An advertisement is designed to entrance you into giving away your money—but in Samsung's case, this Note ad is actually a concise, persuasive reason why you should never buy a Note.
The ad itself is a standard test test shtick—an underpaid actor/"ordinary woman on the street" sees how her [insert competitor product] stacks up against [advertised product], happily realizing how superior the latter is and understanding the error of her ways. Fin, happy ending. I can't believe I've been missing out on Ovaltine all along!
In this case, a Samsung hired shill who has clearly spent a lot of time with the Note goes up against the poor Ordinary Street Woman in an attempt to make her iPhone look inadequate. There will be a trial of three tests—the victor must be purchased, the loser, banished from these shores. Draw your stylus, sir!
Test 1: "Create a customized message, really personal, nice, fun, big, bright, happy, something's really gonna make their day."

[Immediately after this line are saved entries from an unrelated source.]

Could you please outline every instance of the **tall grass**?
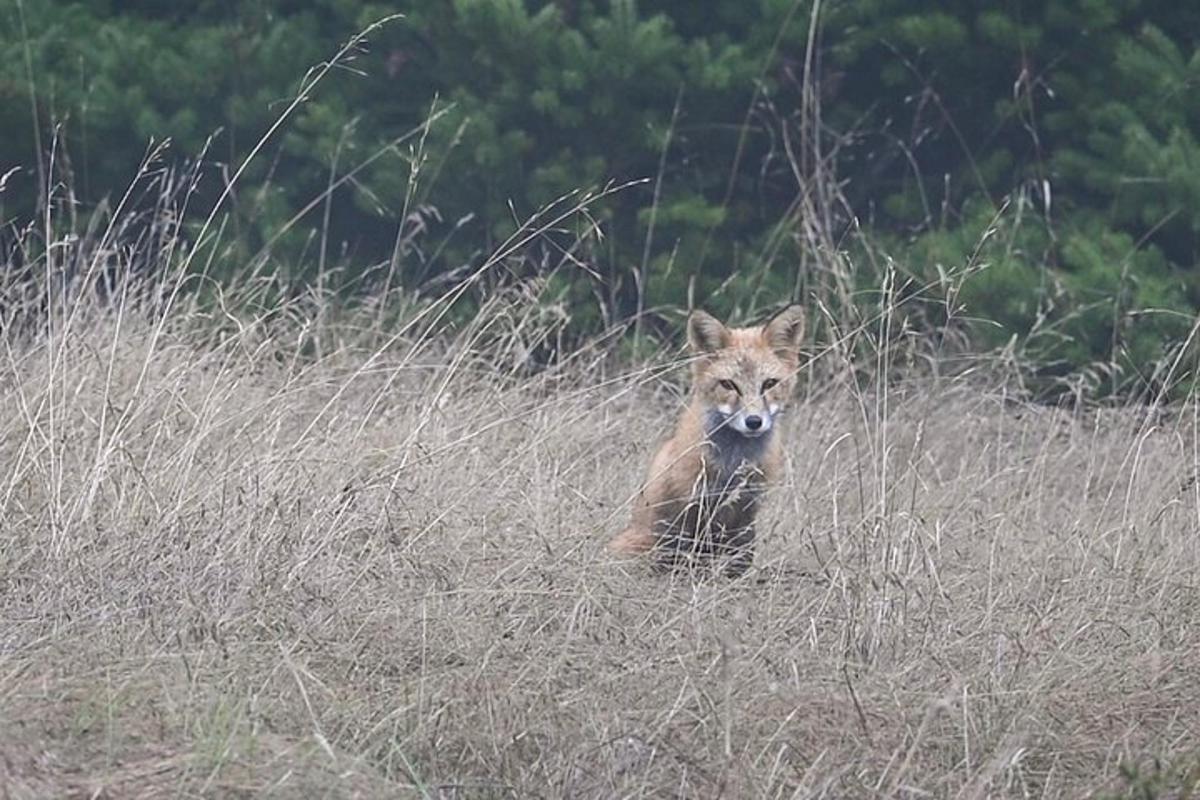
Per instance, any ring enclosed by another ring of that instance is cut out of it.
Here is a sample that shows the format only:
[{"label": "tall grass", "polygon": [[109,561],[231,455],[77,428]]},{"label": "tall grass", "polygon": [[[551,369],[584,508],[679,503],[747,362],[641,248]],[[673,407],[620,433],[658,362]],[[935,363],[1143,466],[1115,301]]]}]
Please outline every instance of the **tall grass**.
[{"label": "tall grass", "polygon": [[36,265],[105,291],[5,300],[8,796],[1194,784],[1193,401],[905,368],[885,292],[869,370],[812,348],[751,574],[656,577],[602,545],[680,405],[669,356],[530,372],[562,324],[536,288],[386,329],[315,292],[202,303],[119,240]]}]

Alllright. Stylus Bro declares he's going to put his face on his little brother's favorite basketball player, which would sort of freak me out if I were a little kid, but anyway. After some deft video editing—poof—the Note is awkwardly resizing the guy's clipped mug. Nevermind that pinching would have made made for much easier resizing, as opposed to manually tapping the corners of the image, which looks infuriating. Too late! iPhone Female, dumbfounded and shriek-y, whines that her phone only has emoji, which are awesome. Exclusive: there are zero image editing apps for any electronic device that is not the Galaxy Note.
Test 2: "Draw directions on a map."
Well this is just fucking dumb. Of course the Note, with its stylus, does a better job drawing lines on a Google map, to help a friend find their way around. And of course, this is an entirely absurd exercise, as the entire point of Google Maps is not needing to figure out directions on your own. What possible utility does this serve? "Hey, I'm going to draw a smiley face over the restaurant for tonight. And then email it to you. Check your email and then look for the smiley face. I've also drawn some lines highlighting dangerous parts of the neighborhood—beware."
Samsung has actually shown off a task that makes using a half-decade old smartphone technology more difficult. I'm sure the Note is also better than the iPhone at handwritten emails, drawing text messages, and writing giant Xs over websites you dislike.
Test 3: The Note can edit PowerPoint documents, and the iPhone can't, which is a lie.
By the end, our woman in red is hysterical. "My phone can do nothing his phone can do! Nothing! I can't do anything!" She adds that she's "upset and embarrassed" by the entire gauntlet, which is actually a great tagline for the Note, should Samsung need more advertising help.